Interestingly, NIST research shows that facial recognition systems in some cases are more often unsuccessful matching (by false non-match rate) women, but the reverse is true in 12 to 15-year-old and 16 to 18-year-old age groups.
“You can see these numbers often trending in the right direction,” Grother says. “But not always; some developers don’t seem to have paid any attention to that.”
This method is being standardized in ISO/IEC 19795-10, which John Howard of SAIC discussed in the following presentation. Howard compared the Fairness Discrepancy Rate and Inequity Rate models of fairness developed by the Idiap Institute and NIST, respectively. These observations informed the creation of the Gini Coefficient model.
He proposes Pareto Optimization as a way of optimizing both fairness and overall performance.
More data, however is needed, especially in operational situations, like images collected from CCTV feeds. More models would help too.
Yevgeniy Sirotin and Howard presented research on feature vector clustering as a method of addressing broad homogeneity effects. This is an effect found in face biometrics much more than in other modalities, which makes intuitive sense, but also means work on assessing the issue is still in its early stages.
This is important, as Sirotin points out, because criminals attempting to beat a face biometrics system know to spoof a given person’s face with one that is demographically similar.
Michael King from the Florida Institute of Technology brought in the role of the labels used in datasets, and false biometric classifications.
Stephanie Schuckers and Keivan Bahmani presented progress of a CITeR longitudinal study on matching the faces of children as they age. The Young Face Aging dataset was collected from 231 subjects over the course of 3 years, with images taken every 6 months. Using this dataset with common matchers indicated that the best matchers reach viable accuracy rates when analyzing high-quality samples.

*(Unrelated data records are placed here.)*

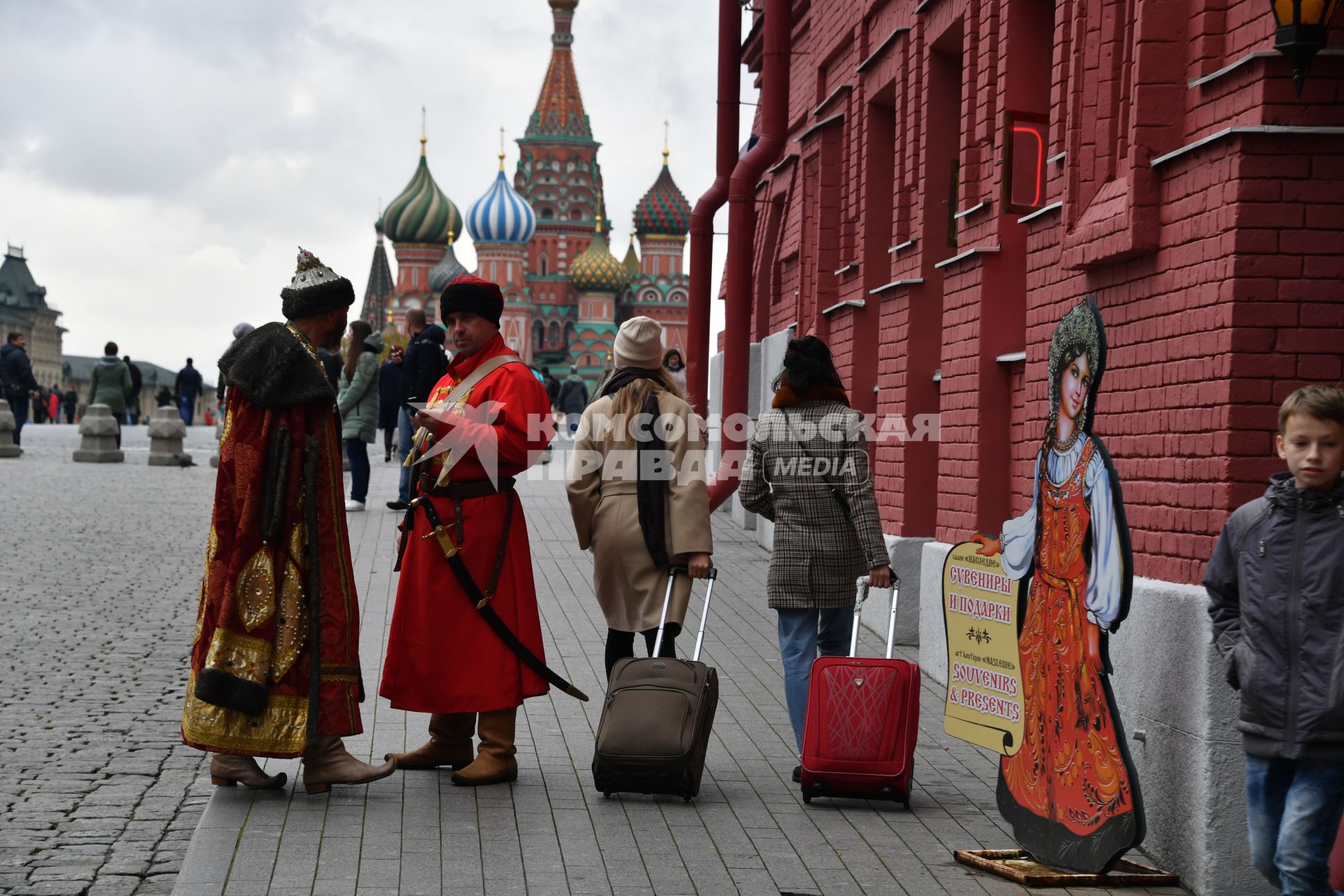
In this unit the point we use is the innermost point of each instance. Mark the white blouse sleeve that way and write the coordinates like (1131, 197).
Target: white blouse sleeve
(1107, 577)
(1018, 539)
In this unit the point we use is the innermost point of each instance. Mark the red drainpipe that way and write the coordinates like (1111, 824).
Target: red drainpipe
(702, 216)
(737, 331)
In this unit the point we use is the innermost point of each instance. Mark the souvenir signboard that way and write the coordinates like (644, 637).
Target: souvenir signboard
(984, 678)
(1069, 789)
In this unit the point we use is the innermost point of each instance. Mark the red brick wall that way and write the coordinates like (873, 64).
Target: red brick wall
(1218, 270)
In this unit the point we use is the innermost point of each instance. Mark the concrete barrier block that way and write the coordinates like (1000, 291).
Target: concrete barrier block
(99, 437)
(933, 636)
(166, 437)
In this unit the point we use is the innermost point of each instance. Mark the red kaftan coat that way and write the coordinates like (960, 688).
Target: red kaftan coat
(254, 630)
(441, 656)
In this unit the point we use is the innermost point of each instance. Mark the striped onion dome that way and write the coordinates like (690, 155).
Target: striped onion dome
(664, 209)
(447, 269)
(596, 270)
(500, 216)
(422, 213)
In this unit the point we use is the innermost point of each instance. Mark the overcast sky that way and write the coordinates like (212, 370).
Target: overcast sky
(160, 162)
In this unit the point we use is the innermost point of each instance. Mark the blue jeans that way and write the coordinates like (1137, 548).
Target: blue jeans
(804, 634)
(405, 433)
(358, 453)
(1294, 811)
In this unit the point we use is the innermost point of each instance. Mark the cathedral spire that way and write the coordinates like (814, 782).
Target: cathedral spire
(559, 108)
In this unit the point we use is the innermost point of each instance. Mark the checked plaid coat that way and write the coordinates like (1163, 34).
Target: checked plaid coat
(819, 551)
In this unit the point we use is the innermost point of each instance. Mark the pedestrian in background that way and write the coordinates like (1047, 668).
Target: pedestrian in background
(188, 388)
(675, 367)
(358, 405)
(422, 368)
(573, 398)
(111, 384)
(827, 530)
(17, 381)
(638, 522)
(134, 402)
(390, 398)
(1278, 624)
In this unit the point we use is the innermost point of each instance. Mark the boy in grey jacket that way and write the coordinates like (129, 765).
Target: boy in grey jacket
(1276, 586)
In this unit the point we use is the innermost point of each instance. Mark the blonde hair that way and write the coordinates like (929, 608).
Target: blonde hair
(1319, 400)
(629, 400)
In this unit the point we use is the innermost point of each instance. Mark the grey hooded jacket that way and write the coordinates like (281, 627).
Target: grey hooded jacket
(1276, 586)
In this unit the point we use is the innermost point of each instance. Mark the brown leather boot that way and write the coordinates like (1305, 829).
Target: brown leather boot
(449, 743)
(227, 770)
(327, 762)
(495, 761)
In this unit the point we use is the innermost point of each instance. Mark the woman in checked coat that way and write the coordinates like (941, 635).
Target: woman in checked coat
(806, 470)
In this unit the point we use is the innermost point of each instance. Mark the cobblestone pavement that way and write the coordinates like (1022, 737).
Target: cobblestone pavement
(97, 793)
(550, 832)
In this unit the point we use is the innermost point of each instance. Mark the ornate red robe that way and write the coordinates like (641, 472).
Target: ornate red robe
(441, 656)
(265, 678)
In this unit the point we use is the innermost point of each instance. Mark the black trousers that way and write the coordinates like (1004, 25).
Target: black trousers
(622, 644)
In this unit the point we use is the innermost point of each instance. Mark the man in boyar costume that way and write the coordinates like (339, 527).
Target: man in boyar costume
(274, 666)
(465, 640)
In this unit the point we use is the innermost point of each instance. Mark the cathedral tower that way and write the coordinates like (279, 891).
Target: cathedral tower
(559, 178)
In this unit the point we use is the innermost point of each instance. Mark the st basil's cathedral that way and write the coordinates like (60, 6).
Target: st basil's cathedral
(543, 238)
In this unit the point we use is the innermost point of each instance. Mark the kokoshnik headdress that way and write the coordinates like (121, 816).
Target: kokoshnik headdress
(315, 289)
(1079, 327)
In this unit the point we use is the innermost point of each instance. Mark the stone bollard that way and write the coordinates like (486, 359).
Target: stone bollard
(166, 435)
(99, 437)
(219, 437)
(7, 447)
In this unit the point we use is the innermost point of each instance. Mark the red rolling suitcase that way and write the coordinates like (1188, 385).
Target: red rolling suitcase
(863, 716)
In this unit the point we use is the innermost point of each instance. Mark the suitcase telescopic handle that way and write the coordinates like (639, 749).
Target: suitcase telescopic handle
(862, 586)
(667, 601)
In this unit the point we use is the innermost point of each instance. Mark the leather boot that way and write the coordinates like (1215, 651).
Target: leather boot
(449, 743)
(495, 761)
(227, 770)
(327, 762)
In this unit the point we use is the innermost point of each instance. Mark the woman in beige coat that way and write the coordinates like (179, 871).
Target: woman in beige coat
(638, 493)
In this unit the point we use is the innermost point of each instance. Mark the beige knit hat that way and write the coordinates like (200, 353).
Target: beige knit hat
(638, 344)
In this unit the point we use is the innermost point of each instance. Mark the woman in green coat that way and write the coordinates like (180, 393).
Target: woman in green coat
(111, 384)
(358, 405)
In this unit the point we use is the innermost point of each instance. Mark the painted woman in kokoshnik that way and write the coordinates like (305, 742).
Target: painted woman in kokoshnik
(1070, 793)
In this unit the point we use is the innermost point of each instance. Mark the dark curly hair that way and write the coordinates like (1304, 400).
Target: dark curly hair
(808, 365)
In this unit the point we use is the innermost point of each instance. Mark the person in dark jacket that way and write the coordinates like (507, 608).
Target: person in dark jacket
(422, 368)
(18, 381)
(188, 388)
(1276, 586)
(553, 387)
(388, 398)
(573, 398)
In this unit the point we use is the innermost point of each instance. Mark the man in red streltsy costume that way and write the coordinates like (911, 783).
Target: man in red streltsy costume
(442, 657)
(274, 665)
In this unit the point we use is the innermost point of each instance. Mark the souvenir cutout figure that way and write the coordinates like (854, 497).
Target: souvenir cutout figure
(1070, 792)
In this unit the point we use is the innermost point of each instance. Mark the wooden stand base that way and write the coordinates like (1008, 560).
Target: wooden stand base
(1016, 865)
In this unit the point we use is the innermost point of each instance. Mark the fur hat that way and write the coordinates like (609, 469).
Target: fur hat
(638, 344)
(467, 293)
(315, 289)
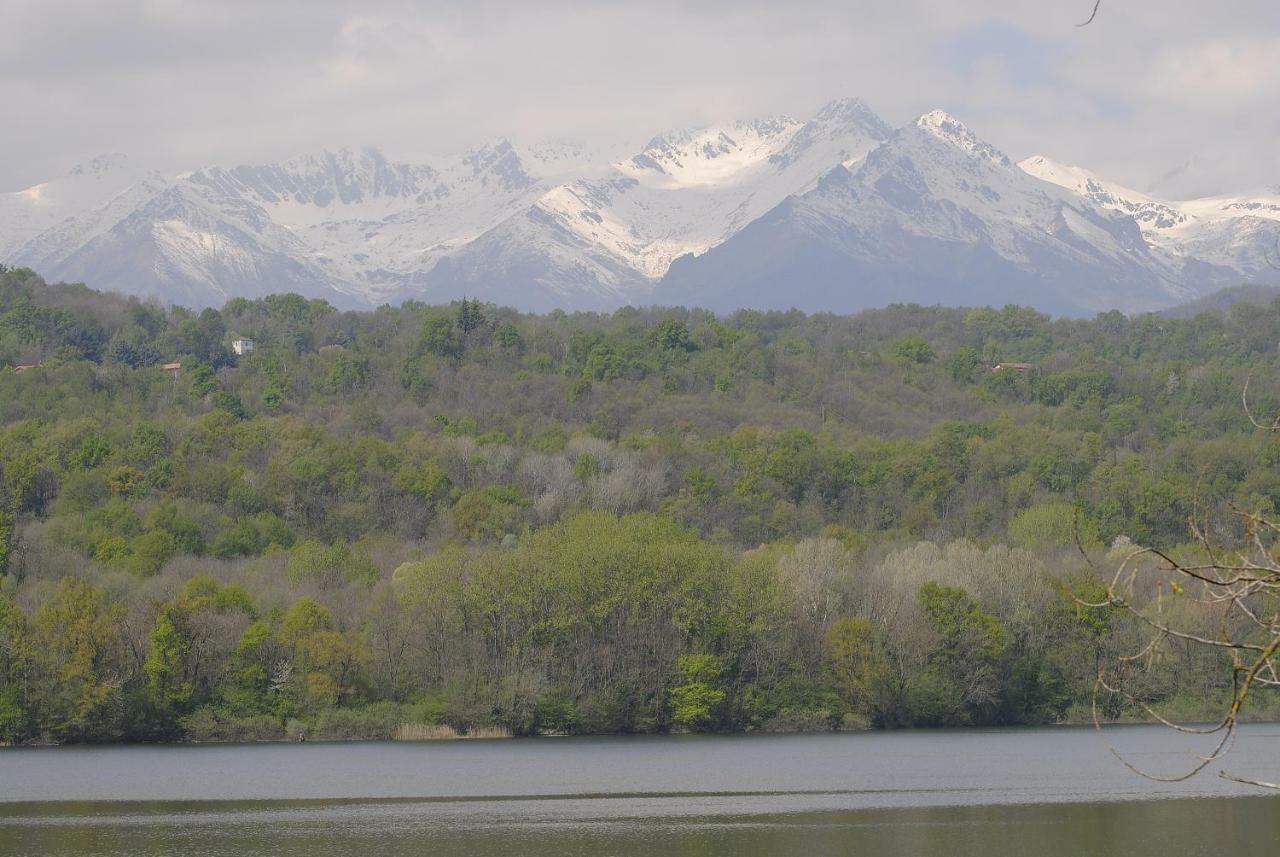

The afternoon session on day three of IFPC 2022 was moderated by Mei Ngan of NIST, and focussed on face morphing.
Matjaž Torkar of Slovenia’s Ministry of the Interior presented real-world examples of face morphing. The phenomenon appears to have begun in 2020, when multiple passengers on the same flight were caught. They had successfully passed through e-gates, but one was caught by an alert Polish border guard. Those holding morphed passports were seeking refugee status in Canada, and paid between 15,000 and 30,000 Euros.
Ngan shared NIST’s FRVT MORPH results, which are not encouraging. More accurate algorithms tend to be particularly vulnerable. Morph detection systems are showing progress, however.
Matteo Ferrara of the University of Bologna noted that ABC gates use multiple frames to match the face presented to the passport. Different strategies are used by different vendors to decide which frame to use.
A team of academics discussed morph generation techniques, and then Kiran Raja of NTNU reviewed the state of the art of morph attack detection.
The event concluded with a presentation from Frøy Løvåsda of Norway’s National Police Directorate on the ability of humans to detect face morph attacks. The research was part of the iMARS project, and shows that performance varies very widely. So does how long the human assessment takes, with little or no correlation between the time spent and success rate. Encouragingly, people seemed to get better with practice.
More research is planned, and potentially certification for high-performing examiners.